Patient level data collected in clinical trials are anonymised according to the standards set forth by PhUSE deidentification group for CDISC SDTM 3.2. These standards will ensure compliance with current privacy laws and regulatory guidance while allowing data to be shared with researchers. There are a number of data elements enumerated in the “Privacy Rule” under the Health Insurance Portability and Accountability Act (HIPAA) of 1996 and other guidance from European General Data Protection Regulation which can be used to identify individuals. The process of anonymizing can be thought of as permanently removing the ability to use any of these elements to identify individual participants. Direct and indirect identifiers are removed thereby making it unlikely to allow any individual to be identified by combining data. Adherence to the framework of these standards will minimize the risks of encroaching on the privacy and confidentiality of research participants. We have developed a SAS based tool to deidentify and anonymize the datasets. As seen in example below few measures for purpose of illustration are demonstrated in (A) as non-anonymized data set while (B) is the anonymized data set. For future data set analysis, we decoded SUBJID to a unique identifier, all the dates were offset, site IDs were dropped, and instead of country continent wise distribution could be done. The methods can be customized depending on the nature of study or the requirements of the sponsor. In any case, the key is to maintain the method consistent roughout the study to maintain data quality. For ages where patient identification could be done relatively easily, either in pediatric or geriatric populations, range of age can be used.

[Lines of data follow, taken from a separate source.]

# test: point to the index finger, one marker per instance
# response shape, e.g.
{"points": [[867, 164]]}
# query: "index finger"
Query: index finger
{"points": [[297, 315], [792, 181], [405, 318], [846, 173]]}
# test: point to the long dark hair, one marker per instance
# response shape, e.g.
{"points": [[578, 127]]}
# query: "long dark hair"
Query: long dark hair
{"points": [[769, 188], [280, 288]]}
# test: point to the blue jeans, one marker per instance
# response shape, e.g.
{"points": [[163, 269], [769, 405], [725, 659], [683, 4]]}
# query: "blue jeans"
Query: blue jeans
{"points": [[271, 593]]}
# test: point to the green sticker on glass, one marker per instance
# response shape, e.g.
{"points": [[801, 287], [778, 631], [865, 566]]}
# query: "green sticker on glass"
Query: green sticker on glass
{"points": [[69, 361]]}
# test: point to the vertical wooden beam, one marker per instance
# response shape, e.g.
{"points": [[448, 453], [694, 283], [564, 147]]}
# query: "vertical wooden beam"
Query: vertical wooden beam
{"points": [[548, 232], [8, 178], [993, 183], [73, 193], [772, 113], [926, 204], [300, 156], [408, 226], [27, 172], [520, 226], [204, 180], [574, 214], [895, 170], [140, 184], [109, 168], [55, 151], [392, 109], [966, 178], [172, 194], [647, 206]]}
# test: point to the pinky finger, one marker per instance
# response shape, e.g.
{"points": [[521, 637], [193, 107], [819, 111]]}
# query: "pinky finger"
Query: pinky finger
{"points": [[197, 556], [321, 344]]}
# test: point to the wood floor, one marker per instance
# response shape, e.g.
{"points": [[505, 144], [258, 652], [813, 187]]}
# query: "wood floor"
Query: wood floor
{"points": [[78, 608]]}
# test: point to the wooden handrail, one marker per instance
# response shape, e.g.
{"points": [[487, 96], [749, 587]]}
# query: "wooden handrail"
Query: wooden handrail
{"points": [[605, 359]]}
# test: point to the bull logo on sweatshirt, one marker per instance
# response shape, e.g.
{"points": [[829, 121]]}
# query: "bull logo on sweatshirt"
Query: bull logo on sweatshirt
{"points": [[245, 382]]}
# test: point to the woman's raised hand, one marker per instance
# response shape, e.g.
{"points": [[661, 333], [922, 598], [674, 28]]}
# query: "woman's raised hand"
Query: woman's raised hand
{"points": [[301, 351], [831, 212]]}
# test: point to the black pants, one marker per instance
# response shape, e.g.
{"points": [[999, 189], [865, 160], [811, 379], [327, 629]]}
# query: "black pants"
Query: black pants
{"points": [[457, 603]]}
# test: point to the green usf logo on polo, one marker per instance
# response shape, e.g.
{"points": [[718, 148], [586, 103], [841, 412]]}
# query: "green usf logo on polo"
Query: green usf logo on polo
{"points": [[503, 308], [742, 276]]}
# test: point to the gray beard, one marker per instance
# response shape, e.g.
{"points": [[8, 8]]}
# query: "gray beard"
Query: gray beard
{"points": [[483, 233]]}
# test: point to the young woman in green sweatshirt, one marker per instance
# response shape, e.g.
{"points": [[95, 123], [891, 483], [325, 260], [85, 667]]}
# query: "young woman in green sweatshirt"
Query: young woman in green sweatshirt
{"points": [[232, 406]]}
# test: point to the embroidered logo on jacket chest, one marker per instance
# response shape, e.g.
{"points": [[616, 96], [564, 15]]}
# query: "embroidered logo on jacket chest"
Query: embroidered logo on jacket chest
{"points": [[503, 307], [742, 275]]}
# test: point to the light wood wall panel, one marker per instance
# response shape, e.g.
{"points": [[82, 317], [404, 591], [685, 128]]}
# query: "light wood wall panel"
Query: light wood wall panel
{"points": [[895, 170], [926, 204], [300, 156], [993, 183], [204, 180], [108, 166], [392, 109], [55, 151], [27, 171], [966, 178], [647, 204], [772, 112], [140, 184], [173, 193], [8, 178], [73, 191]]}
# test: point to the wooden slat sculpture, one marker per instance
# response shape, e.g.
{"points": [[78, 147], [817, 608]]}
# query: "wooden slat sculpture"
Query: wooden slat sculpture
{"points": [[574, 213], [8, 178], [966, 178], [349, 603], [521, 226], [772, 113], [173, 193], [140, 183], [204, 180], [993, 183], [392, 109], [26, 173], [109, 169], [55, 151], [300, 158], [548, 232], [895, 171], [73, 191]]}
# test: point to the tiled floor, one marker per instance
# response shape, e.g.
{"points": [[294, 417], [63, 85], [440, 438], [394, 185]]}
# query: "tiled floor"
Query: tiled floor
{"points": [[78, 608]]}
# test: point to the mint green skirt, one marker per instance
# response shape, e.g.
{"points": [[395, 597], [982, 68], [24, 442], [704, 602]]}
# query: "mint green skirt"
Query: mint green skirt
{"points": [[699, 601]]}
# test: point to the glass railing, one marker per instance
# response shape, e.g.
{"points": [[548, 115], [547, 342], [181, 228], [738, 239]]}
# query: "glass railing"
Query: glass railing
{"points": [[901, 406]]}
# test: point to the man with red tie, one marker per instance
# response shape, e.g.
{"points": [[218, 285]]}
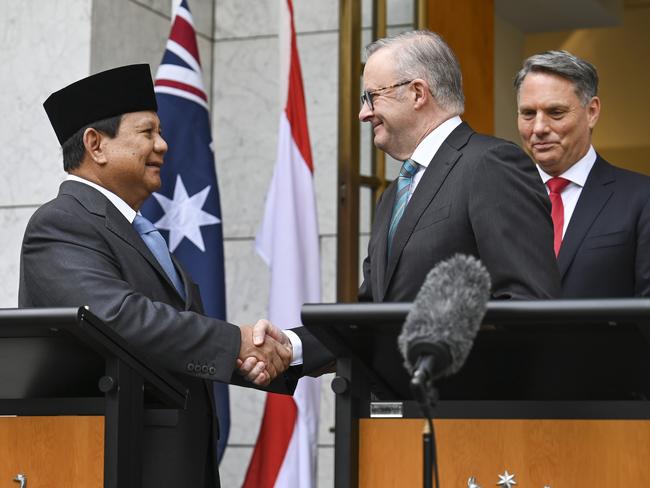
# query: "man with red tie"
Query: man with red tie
{"points": [[601, 213]]}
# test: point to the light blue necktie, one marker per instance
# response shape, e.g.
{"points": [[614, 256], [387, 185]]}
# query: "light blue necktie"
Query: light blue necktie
{"points": [[406, 174], [157, 245]]}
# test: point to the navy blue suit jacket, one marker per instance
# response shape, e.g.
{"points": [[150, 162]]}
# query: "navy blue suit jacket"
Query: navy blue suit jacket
{"points": [[606, 248]]}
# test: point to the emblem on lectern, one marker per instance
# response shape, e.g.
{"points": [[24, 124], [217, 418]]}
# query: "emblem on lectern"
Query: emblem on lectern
{"points": [[507, 480], [471, 482]]}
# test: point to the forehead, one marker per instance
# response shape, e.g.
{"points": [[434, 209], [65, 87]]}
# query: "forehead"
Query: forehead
{"points": [[379, 69], [135, 119], [546, 89]]}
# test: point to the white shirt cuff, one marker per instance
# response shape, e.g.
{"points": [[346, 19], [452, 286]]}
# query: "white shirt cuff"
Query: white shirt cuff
{"points": [[296, 344]]}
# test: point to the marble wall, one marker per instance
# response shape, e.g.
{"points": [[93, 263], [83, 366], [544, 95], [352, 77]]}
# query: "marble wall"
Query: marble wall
{"points": [[43, 46], [46, 45]]}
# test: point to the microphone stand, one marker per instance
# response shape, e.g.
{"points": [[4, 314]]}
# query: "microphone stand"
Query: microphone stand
{"points": [[426, 395]]}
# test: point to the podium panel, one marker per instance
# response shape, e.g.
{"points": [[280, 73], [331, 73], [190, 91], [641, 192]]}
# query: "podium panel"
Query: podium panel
{"points": [[576, 453], [555, 391], [52, 451]]}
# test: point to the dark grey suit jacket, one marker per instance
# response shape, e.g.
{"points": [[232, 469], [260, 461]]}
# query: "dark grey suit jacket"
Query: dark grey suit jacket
{"points": [[78, 250], [480, 196], [606, 248]]}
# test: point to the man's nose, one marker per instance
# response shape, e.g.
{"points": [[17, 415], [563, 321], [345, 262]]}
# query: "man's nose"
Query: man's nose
{"points": [[161, 144], [365, 112], [540, 124]]}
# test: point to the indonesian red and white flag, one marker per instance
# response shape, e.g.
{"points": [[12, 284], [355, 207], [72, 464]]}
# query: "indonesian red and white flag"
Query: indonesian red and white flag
{"points": [[286, 450]]}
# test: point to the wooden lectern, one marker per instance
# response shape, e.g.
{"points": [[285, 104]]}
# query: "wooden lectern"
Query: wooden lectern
{"points": [[555, 392], [72, 401]]}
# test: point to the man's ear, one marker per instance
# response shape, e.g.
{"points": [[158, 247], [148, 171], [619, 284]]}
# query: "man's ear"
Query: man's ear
{"points": [[593, 112], [420, 89], [92, 140]]}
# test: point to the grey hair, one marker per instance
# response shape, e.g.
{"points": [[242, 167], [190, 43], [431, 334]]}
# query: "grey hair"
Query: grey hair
{"points": [[581, 73], [424, 54]]}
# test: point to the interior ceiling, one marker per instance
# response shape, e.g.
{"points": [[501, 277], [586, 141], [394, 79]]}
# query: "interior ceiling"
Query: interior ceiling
{"points": [[559, 15]]}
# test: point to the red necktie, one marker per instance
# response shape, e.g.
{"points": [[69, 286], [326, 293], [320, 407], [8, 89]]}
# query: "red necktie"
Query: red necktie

Sample Source Input dataset:
Sample Anonymized Output Dataset:
Q. 5. How do you see CRC Pharma can contribute to the objective of providing patients with trial information while safeguarding their privacy ?
We, at CRC Pharma, LLC, are aggressively gearing up to support the immense demand of services in this sector. With diverse expertise inhouse, we are capable to provide wide scale solutions including anonymization of data set, CSR redaction and authoring and reviewing lay language summary to convey trial results to the public. In conclusion, I think this is the time to gear up for change in Clinical Trials Disclosure Domain. The industry will have to comply with the changing rules, guidance and ensure that high quality data is generated, shared after anonymization, ensuring patient data privacy at the highest level.